2995 Taratuta

Discovery
- Discovered by: N. Chernykh
- Discovery site: Crimean Astrophysical Obs.
- Discovery date: 31 August 1978

Designations
- Named after: Yevgeniya Taratuta (Soviet writer)
- Alternative designations: 1978 QK · 1951 JS 1955 FD_{2} · 1955 FU 1959 EE
- Minor planet category: main-belt · Eunomia

Orbital characteristics
- Epoch 4 September 2017 (JD 2458000.5)
- Uncertainty parameter 0
- Observation arc: 61.86 yr (22,593 days)
- Aphelion: 2.9702 AU
- Perihelion: 2.2624 AU
- Semi-major axis: 2.6163 AU
- Eccentricity: 0.1353
- Orbital period (sidereal): 4.23 yr (1,546 days)
- Mean anomaly: 309.94°
- Mean motion: 0° 13^{m} 58.44^{s} / day
- Inclination: 14.836°
- Longitude of ascending node: 169.77°
- Argument of perihelion: 329.51°

Physical characteristics
- Dimensions: 16.59 km 16.66 km (derived) 18.10±0.52 km
- Synodic rotation period: 6.6±0.1 h 11.14±0.02 h
- Geometric albedo: 0.060±0.004 0.0704 0.0920 (derived)
- Spectral type: S
- Absolute magnitude (H): 12.1 · 12.10±0.46 · 12.4

= 2995 Taratuta =

Asteroid

2995 Taratuta, provisional designation , is a stony Eunomian asteroid from the middle region of the asteroid belt, approximately 17 kilometers in diameter. It was discovered on 31 August 1978, by Russian astronomer Nikolai Chernykh at the Crimean Astrophysical Observatory, Nauchnyj, on the Crimean peninsula. The asteroid was later named after Soviet writer Yevgeniya Taratuta.

== Orbit and classification ==

2995 Taratuta is a member of the Eunomia family, a large group of S-type asteroids and the most prominent family in the intermediate main-belt. It orbits the Sun in the central main-belt at a distance of 2.3–3.0 AU once every 4 years and 3 months (1,546 days).

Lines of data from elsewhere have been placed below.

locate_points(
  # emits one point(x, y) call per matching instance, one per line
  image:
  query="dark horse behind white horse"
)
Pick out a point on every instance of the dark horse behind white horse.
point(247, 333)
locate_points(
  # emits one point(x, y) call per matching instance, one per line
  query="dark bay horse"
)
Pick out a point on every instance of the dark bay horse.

Its orbit has an eccentricity of 0.14 and an inclination of 15° with respect to the ecliptic.

It was first identified as at McDonald Observatory in 1951. The asteroid's first used observation was a precovery taken at Mitaka Observatory (388) in 1955, extending the body's observation arc by 23 years prior to its official discovery observation at Nauchnyj.

== Physical characteristics ==

=== Rotation period ===

In March 2014, a rotational lightcurve was obtained from photometric observations at the U.S. Burleith Observatory in Washington D.C.. It gave a well-defined rotation period of 11.1 hours with a brightness variation of 0.25 magnitude (U=3-)

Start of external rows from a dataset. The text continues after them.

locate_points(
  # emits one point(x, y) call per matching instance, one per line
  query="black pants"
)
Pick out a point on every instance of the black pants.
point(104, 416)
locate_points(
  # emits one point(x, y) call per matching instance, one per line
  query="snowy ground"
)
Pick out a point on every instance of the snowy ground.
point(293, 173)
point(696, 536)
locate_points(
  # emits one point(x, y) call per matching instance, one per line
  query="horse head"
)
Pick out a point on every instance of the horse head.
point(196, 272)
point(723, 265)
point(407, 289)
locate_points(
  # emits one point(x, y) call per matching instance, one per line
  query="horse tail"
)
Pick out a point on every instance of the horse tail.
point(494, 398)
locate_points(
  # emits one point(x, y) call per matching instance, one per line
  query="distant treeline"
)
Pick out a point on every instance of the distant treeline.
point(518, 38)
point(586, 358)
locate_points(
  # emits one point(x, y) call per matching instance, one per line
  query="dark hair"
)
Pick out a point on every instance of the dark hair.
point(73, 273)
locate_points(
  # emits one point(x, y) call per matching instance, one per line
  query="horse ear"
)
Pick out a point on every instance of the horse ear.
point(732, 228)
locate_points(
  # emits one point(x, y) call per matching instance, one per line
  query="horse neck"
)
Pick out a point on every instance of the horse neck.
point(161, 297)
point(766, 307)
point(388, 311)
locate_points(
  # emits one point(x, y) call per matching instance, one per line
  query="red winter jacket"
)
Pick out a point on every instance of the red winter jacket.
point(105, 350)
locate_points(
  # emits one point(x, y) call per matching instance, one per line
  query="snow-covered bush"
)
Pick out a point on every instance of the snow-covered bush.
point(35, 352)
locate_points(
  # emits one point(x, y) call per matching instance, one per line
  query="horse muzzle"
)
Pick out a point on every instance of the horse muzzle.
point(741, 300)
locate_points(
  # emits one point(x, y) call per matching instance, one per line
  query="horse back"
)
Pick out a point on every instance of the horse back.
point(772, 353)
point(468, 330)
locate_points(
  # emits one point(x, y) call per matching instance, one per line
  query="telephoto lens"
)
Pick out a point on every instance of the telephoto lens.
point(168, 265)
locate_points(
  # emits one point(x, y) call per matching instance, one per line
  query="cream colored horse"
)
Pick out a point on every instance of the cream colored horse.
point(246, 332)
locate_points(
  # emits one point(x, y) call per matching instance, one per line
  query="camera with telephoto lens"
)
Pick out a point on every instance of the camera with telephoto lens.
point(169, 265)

A previous fragmentary lightcurve obtained by French amateur astronomer Laurent Bernasconi in May 2006, gave a much shorter period of 6.6 hours with an amplitude of 0.06 (U=1).

=== Diameter and albedo ===

According to the survey carried out by the Infrared Astronomical Satellite IRAS and the Japanese Akari satellite, the asteroid measures 16.6 and 18.1 kilometers in diameter and its surface has an albedo of 0.06 and 0.07, respectively. The Collaborative Asteroid Lightcurve Link derives an albedo of 0.09 and a diameter of 16.7 kilometers with an absolute magnitude of 12.1

== Naming ==

This minor planet was named in honor of Yevgeniya Taratuta, Soviet writer and literary scholar. The official naming citation was published by the Minor Planet Center on 18 September 1986 (M.P.C. 11158).